Meditó durante un instante antes de responder que, en una ocasión, él y su gente atacaron el templo de unos adoradores de demonios, cerca de Harrán.

—¿Quieres decir que adoraban a los planetas?

—Así es.

Esto era muy común; los dioses de una civilización suelen convertirse en los demonios de sus vecinos. Pero ¿de dónde había surgido toda esa extraña mitología?

—¿Dónde estaba situado ese templo? —le pregunté.

—Junto a la falda de los montes Tektek, a una jornada a jaloque
[15]
de la ciudad de Urfa, y a una jornada a cauro
[16]
de Harrán.

—Me has sido de gran utilidad —dije—. Me ocuparé personalmente de que Roger te libere a ti y a tus capitanes.

Ricard no había cejado en su empeño de salvar al búlgaro, pero Roger aceptó perdonarle la vida sólo cuando le conté que Sausi era buen conocedor de la región a la que nos dirigíamos y que podría sernos de utilidad como guía.

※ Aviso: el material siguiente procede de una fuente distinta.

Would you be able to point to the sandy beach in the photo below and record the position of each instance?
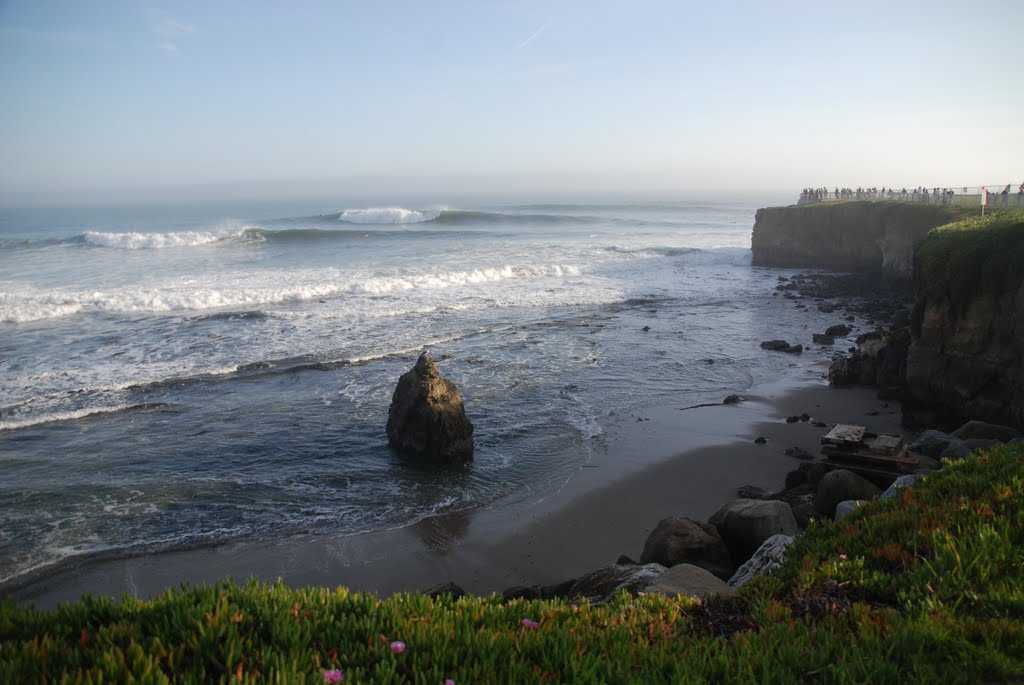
(664, 460)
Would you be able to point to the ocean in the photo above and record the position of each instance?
(196, 375)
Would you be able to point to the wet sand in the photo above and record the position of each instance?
(655, 462)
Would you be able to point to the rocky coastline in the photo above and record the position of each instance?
(749, 534)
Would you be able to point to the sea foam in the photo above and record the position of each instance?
(386, 215)
(139, 241)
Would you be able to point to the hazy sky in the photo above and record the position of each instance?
(478, 94)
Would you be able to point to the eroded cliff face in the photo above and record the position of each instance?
(971, 366)
(849, 236)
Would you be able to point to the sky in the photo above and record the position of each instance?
(121, 97)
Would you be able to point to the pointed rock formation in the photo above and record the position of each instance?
(427, 419)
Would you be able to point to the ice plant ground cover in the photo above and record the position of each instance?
(926, 587)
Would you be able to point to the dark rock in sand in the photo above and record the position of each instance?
(450, 589)
(427, 419)
(932, 443)
(677, 540)
(743, 524)
(805, 514)
(799, 453)
(602, 585)
(690, 580)
(841, 484)
(751, 493)
(768, 557)
(794, 478)
(955, 450)
(521, 592)
(989, 431)
(878, 361)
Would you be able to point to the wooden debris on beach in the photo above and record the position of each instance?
(854, 448)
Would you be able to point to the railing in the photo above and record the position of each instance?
(999, 195)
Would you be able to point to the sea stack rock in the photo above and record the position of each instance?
(427, 420)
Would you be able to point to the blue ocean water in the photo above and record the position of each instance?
(194, 375)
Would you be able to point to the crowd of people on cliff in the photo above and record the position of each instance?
(924, 195)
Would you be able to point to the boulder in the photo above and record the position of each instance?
(898, 484)
(781, 346)
(841, 484)
(932, 443)
(955, 450)
(743, 524)
(805, 514)
(768, 557)
(602, 585)
(989, 431)
(689, 580)
(676, 541)
(427, 419)
(450, 589)
(847, 507)
(751, 493)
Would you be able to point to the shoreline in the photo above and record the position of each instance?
(657, 462)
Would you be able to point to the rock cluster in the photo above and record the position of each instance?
(427, 420)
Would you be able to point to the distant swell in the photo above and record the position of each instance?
(32, 304)
(81, 414)
(386, 215)
(451, 217)
(137, 241)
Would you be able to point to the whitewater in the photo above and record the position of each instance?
(190, 376)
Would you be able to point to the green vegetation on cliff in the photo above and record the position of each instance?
(847, 236)
(961, 260)
(925, 587)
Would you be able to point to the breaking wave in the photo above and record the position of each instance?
(139, 241)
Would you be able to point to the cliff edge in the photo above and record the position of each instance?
(846, 236)
(967, 350)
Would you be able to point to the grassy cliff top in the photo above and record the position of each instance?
(907, 213)
(926, 587)
(961, 260)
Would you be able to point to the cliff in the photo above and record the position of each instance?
(967, 351)
(846, 236)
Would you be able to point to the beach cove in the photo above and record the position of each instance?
(617, 453)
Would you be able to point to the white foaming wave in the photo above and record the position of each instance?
(380, 286)
(138, 241)
(62, 416)
(386, 215)
(231, 291)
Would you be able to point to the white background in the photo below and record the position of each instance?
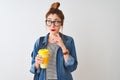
(94, 25)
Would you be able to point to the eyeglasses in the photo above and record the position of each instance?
(55, 23)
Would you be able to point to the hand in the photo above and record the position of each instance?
(57, 39)
(38, 61)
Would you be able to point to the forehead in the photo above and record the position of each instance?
(53, 17)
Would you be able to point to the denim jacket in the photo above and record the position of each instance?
(63, 68)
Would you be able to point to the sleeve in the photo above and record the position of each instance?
(72, 62)
(33, 55)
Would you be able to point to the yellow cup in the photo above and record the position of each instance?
(45, 55)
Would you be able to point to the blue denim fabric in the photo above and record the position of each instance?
(64, 69)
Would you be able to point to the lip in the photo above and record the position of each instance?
(52, 29)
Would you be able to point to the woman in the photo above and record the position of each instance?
(63, 58)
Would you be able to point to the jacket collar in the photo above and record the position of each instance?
(45, 40)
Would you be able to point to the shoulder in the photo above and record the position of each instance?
(67, 38)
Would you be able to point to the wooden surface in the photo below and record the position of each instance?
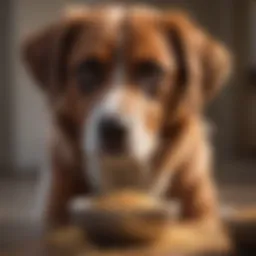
(242, 227)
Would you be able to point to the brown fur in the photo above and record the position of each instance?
(197, 65)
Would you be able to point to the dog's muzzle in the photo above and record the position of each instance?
(112, 134)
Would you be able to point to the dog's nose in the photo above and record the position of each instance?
(112, 135)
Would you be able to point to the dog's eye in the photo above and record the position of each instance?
(148, 74)
(90, 75)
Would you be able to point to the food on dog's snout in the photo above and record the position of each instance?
(121, 218)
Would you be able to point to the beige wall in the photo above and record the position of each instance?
(30, 119)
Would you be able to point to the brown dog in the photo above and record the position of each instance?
(126, 87)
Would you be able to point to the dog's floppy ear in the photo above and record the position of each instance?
(44, 52)
(202, 60)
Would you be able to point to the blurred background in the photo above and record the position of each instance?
(24, 121)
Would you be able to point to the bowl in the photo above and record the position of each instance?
(122, 218)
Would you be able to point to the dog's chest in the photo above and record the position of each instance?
(109, 174)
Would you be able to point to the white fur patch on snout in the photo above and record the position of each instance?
(140, 142)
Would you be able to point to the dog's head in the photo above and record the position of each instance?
(122, 75)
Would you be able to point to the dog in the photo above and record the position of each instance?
(126, 87)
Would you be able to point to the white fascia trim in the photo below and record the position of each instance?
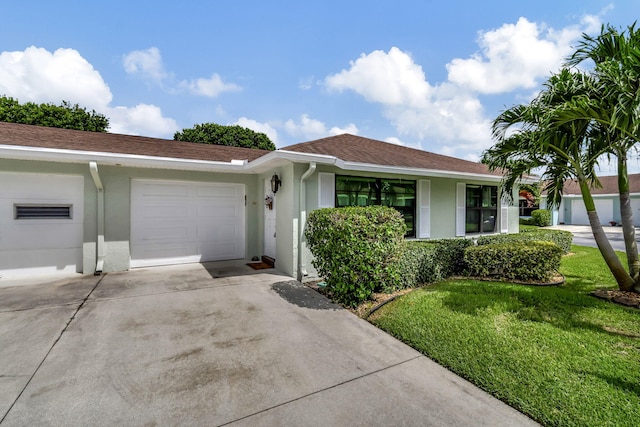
(131, 160)
(366, 167)
(292, 156)
(595, 196)
(324, 159)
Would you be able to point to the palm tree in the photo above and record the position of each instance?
(614, 109)
(529, 137)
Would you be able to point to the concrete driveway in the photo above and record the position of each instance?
(210, 345)
(583, 236)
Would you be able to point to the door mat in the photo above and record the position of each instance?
(259, 265)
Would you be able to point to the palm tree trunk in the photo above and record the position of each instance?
(624, 280)
(626, 217)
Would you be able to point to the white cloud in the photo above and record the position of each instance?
(448, 117)
(309, 128)
(211, 87)
(265, 128)
(147, 63)
(37, 75)
(143, 119)
(387, 78)
(350, 128)
(516, 56)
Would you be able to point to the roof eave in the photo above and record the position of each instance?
(117, 159)
(401, 170)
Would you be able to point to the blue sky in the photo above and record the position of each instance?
(426, 74)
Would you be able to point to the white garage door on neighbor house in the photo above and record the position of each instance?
(579, 216)
(41, 224)
(176, 222)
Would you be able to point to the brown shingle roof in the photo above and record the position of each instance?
(65, 139)
(354, 148)
(609, 185)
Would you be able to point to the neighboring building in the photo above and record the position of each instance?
(73, 201)
(607, 201)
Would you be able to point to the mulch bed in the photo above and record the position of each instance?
(628, 299)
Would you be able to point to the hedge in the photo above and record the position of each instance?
(356, 249)
(428, 261)
(561, 238)
(524, 260)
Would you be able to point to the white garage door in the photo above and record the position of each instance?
(176, 222)
(41, 224)
(604, 207)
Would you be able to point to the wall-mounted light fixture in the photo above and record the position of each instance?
(275, 183)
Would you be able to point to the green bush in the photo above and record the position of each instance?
(534, 260)
(428, 261)
(541, 217)
(356, 249)
(561, 238)
(527, 221)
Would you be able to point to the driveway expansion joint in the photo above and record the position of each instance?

Admirado por la nobleza demostrada por Ricard de Ca n', le pregunté más tarde por su lugar de origen, respondiéndome que había nacido en las
tierras altas
de los Pirineos, como gran parte de la almogavaría; y añadió con orgullo:

—Por mis venas corre la sangre del linaje del gran Carlomagno, y mi familia fue en tiempos poderosa en el Valle de Andorra, y combatió contra la casa de Foix al lado del obispo de Urgel, y fuimos desahuciados de nuestras tierras cuando yo era apenas un crío que casi no sabía sujetar una espada entre sus manos. No me quedó otra salida que la del campo de batalla; la almogavaría: los mejores soldados de fortuna al servicio de quien pueda pagar nuestro precio, que no es bajo. Pero ahora que con la caída de Acre la cruzada parece haber concluido y nuestro futuro es incierto, sin guerras ni tierras que conquistar, pronto no quedará un lugar en el mundo para guerreros como nosotros.